OKLAHOMA CITY (KFOR) – Each school district has been left to forge its own way of conducting sports amid the pandemic, but now they’ll have to work out what happens when it comes time for districts to match up.
The Oklahoma Secondary School Activities Association board of directors rejected the three-phase plan for summer sports that the OSSAA staff came up with in response to COVID-19 in a 7 to 6 vote.
“For us to sit here and say that Oktaha has the same needs or the same problems that Oklahoma City has, I don’t think so,” Oktaha Schools Superintendent Jerry Needham said.
With only an 800-student district, Needham was one of those who voted against proposal. He commended the OSSAA for its effort, but he believes a blanket set of rules each district would need to comply with simply wouldn’t be feasible for everyone.

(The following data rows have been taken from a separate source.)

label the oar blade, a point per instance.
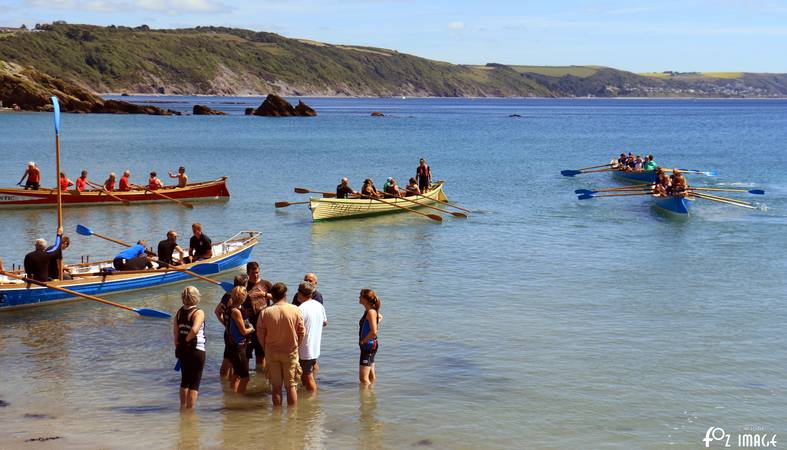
(148, 312)
(84, 231)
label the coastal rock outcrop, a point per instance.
(202, 110)
(275, 106)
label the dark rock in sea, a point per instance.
(304, 110)
(275, 106)
(202, 110)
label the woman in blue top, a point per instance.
(367, 335)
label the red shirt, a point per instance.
(65, 183)
(81, 184)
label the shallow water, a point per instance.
(540, 321)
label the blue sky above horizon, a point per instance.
(687, 35)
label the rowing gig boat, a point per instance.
(204, 190)
(674, 205)
(351, 208)
(98, 279)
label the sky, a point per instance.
(635, 35)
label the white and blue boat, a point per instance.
(99, 279)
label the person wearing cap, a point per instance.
(314, 319)
(33, 176)
(343, 190)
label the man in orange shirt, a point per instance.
(280, 329)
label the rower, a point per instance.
(82, 181)
(124, 184)
(424, 176)
(168, 247)
(343, 190)
(183, 179)
(412, 188)
(65, 183)
(132, 258)
(33, 177)
(154, 182)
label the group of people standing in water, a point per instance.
(32, 179)
(285, 338)
(418, 185)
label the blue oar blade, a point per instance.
(84, 231)
(56, 106)
(147, 312)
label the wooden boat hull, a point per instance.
(674, 205)
(231, 253)
(345, 208)
(11, 198)
(646, 176)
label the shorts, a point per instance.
(307, 365)
(239, 360)
(191, 364)
(283, 369)
(368, 353)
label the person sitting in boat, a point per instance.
(109, 183)
(412, 188)
(168, 247)
(343, 190)
(649, 164)
(82, 182)
(183, 179)
(154, 182)
(133, 258)
(200, 245)
(368, 190)
(33, 176)
(391, 189)
(37, 261)
(124, 184)
(65, 183)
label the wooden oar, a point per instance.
(434, 217)
(85, 231)
(455, 214)
(180, 202)
(147, 312)
(750, 191)
(715, 199)
(113, 197)
(285, 204)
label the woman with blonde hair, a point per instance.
(188, 331)
(367, 335)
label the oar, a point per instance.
(180, 202)
(147, 312)
(113, 197)
(285, 204)
(714, 199)
(309, 191)
(85, 231)
(588, 196)
(455, 214)
(434, 217)
(750, 191)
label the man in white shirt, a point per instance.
(314, 319)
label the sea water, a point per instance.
(540, 321)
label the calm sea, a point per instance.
(541, 321)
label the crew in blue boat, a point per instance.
(132, 258)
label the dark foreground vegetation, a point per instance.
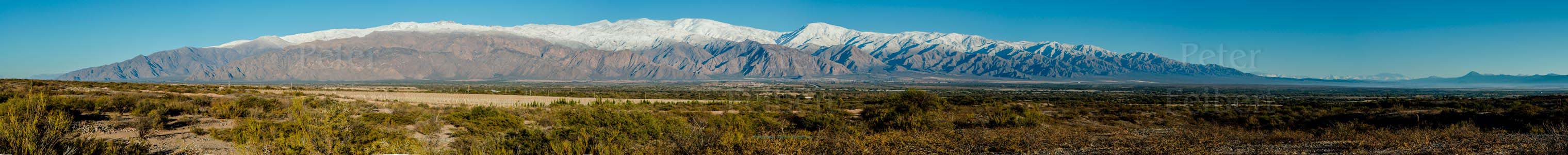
(51, 118)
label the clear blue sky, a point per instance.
(1294, 38)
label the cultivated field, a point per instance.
(468, 99)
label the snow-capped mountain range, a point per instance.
(647, 34)
(639, 49)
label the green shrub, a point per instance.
(910, 110)
(32, 129)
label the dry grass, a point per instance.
(465, 99)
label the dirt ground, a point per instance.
(466, 99)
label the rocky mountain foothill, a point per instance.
(640, 49)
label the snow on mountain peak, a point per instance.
(647, 34)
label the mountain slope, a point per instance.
(637, 49)
(176, 65)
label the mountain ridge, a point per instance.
(682, 49)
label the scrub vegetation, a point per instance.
(51, 118)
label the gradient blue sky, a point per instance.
(1294, 38)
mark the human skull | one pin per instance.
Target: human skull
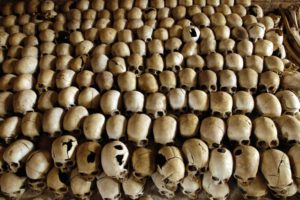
(108, 187)
(289, 102)
(248, 80)
(288, 127)
(145, 168)
(170, 165)
(246, 160)
(275, 166)
(10, 128)
(114, 158)
(198, 101)
(228, 81)
(73, 119)
(208, 81)
(133, 188)
(37, 166)
(220, 173)
(116, 127)
(196, 153)
(212, 131)
(268, 105)
(156, 104)
(57, 182)
(31, 124)
(88, 160)
(80, 187)
(257, 188)
(163, 189)
(214, 191)
(221, 104)
(12, 185)
(191, 186)
(138, 128)
(266, 133)
(63, 152)
(24, 101)
(16, 154)
(239, 129)
(110, 102)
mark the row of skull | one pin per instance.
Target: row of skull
(193, 168)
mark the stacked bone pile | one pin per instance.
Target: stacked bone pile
(185, 95)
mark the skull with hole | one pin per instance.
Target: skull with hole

“At Oktaha I have one high school principal, and the athletic director, and coaches for each program, but I have nobody to police that and I don’t have five custodians to put in the weight room to ensure that every time they go from point A to point B or put down a weight, that we wipe off and wipe it down. I don’t have the personnel to do that. Maybe some schools do,” Needham said.
Oktaha Schools athletic programs are closed until July 15, including the closure of the weight room. Needham said his top priority is doing what’s necessary for students to be able to return to the classroom.
“We need to do what we can do to hope we can open school in the fall, to hope we can have school,” Needham said.
Student safety is also what was in mind when the superintendent for Oklahoma City Public Schools, a 45,000 student school district, voted for the OSSAA protocols. That’s why he decided to impose them on the district anyway.
But it will be up to districts to organize regular season games with one another, and those News 4 spoke to said it’s too soon to predict what will happen with districts with varying safety measures prepare to meet.
“You don’t want to go too early and say, ‘Ok, I want to go and compete in phase one with other schools,’ then all of a sudden this school has three or four cases show up over the summer, and you’re going, ‘Wait a minute, I’m fixing to play them in game one and they’ve already had three cases?’” said OKCPS District Athletic Director Todd Dilbeck. “That’s the fear of what could possibly happen. You don’t want that to happen.”
OSSAA Executive Director David Jackson said the association likely will not propose new protocols for board to vote on for the fall season.
However, they are waiting, and watching professional and college leagues, as they decide on imposing new safety rules that will apply to everyone in post season games.
“We want to wait as long as we possibly can to develop a definite plan because the way this thing changes, who knows what it might look like at that time,” Jackson said.